Final answer:
Using conservation of momentum, the mass of the first ball is calculated to be approximately 2.57 kg, which does not match any of the provided answer choices, indicating an error in the question or the options.
Step-by-step explanation:
The mass of the first ball can be determined using the principle of conservation of momentum, which states that the total momentum before a collision is equal to the total momentum after a collision, provided no external forces are acting on the system. The momentum of an object is given by the product of its mass and velocity (p = m * v).
Let's denote the mass of the first ball as m1 and its initial velocity as v1. The second ball has a mass m2 of 2 kg and its velocity after collision is v2' of 9 m/s. The first ball comes to a stop, so its velocity after collision v1' is 0 m/s. Since the first ball stops after the collision, all its momentum is transferred to the second ball.

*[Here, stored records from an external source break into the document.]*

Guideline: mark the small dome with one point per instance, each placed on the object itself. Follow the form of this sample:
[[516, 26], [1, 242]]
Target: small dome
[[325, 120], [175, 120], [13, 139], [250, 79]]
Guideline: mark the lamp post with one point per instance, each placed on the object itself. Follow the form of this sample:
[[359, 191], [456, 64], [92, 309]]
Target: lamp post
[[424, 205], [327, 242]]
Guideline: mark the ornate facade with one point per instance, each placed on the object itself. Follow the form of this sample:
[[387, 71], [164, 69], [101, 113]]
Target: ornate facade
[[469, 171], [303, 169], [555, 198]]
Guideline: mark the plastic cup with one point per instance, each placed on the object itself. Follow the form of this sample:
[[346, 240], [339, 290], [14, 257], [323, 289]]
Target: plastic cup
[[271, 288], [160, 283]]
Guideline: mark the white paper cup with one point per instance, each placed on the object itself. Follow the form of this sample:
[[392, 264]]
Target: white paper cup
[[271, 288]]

Applying the conservation of momentum:
- Before collision: total momentum = m1 * v1 + m2 * v2 (where v2 is 0 because the second ball is at rest)
- After collision: total momentum = m1 * v1' + m2 * v2' (where v1' is 0 because the first ball stops)
Therefore, the equation simplifies to:
m1 * v1 = m2 * v2'
Now we can solve for m1:
m1 = (m2 * v2') / v1
m1 = (2 kg * 9 m/s) / 7 m/s
m1 = 18/7 kg
m1 ≈ 2.57 kg
This result does not match any of the given options, indicating a possible mistake in either the question or the provided multiple-choice answers. Therefore, based on the information presented, no answer from the given options is correct.